A `%mate` merge attempts to merge changes to the same file when
both Alice and Bob change it. If the merge is clean, we use it;
otherwise, we fail. A merge between different types of changes --
for example, deleting a file vs changing it -- is always a
conflict. If we succeed, the parents are both Alice's and Bob's
heads, and the data is the merge base plus Alice's changed files
plus Bob's changed files plus the merged files.
A `%meld` merge will succeed even if there are conflicts. If
there are conflicts in a file, then we use the merge base's
version of that file, and we produce a set of files with
conflicts. The parents are both Alice's and Bob's heads, and the
data is the merge base plus Alice's changed files plus Bob's
changed files plus the successfully merged files plus the merge
base's version of the conflicting files.
##### Meta-strategies
There's also a meta-strategy `%auto`, which is the most common.

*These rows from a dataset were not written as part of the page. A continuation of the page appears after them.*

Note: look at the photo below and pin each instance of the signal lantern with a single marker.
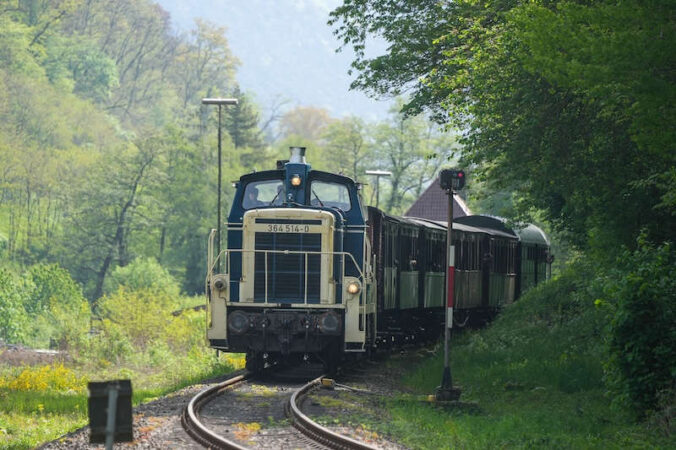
(452, 179)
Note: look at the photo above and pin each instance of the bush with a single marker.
(57, 308)
(640, 293)
(140, 315)
(13, 318)
(53, 285)
(142, 273)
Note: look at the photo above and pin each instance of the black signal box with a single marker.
(453, 179)
(99, 402)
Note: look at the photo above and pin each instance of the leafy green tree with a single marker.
(53, 284)
(413, 149)
(241, 122)
(347, 146)
(642, 335)
(142, 273)
(13, 317)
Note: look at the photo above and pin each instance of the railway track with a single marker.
(305, 433)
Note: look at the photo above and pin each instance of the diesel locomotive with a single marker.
(311, 272)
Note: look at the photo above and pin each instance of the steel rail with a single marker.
(196, 429)
(315, 431)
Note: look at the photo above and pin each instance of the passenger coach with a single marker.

If no strategy is supplied, then `%auto` is assumed. `%auto`
checks to see if Bob's desk exists, and if it doesn't we use a
`%init` merge. Otherwise, we progressively try `%fine`,
`%meet`, and `%mate` until one succeeds.
If none succeed, we merge Bob's desk into a scratch desk. Then,
we merge Alice's desk into the scratch desk with the `%meld`
option to force the merge. For each file in the produced set of
conflicting files, we call the `++mash` function for the
appropriate mark, which annotates the conflicts if we know how.
Finally, we display a message to the user informing them of the
scratch desk's existence, which files have annotated conflicts,
and which files have unannotated conflicts. When the user has
resolved the conflicts, they can merge the scratch desk back into
Bob's desk. This will be a `%fine` merge since Bob's head is in
the ancestry of the scratch desk.
### Autosync
Since `%clay` is reactive, it has a subscription interface.
Changes to the filesystem create events which code at Layers 3 or
4 (vanes or apps) can listen to.
The `:hood` appliance uses subscriptions to implement "autosync".
When one desk is synced to another, any changes to the first desk
are automatically applied to the second -- for any two desks, on
any two urbits.
Autosync isn't just mirroring. The target desk might have
changes of its own. We use the full merge capabilities of
`%clay` to try to make the merge clean. If there are conflicts,
it'll notify you through `:talk`, and ask you to resolve.
There can be complex sync flows, many of which are useful.
Often, many urbits will be synced to some upstream desk that is
trusted to provide updates. Sometimes, it's useful to sync two
desks to each other, so that changes to one or the other are
mirrored. Cyclical sync structures are normal and healthy.
Also, one desk can be the target of multiple autosyncs.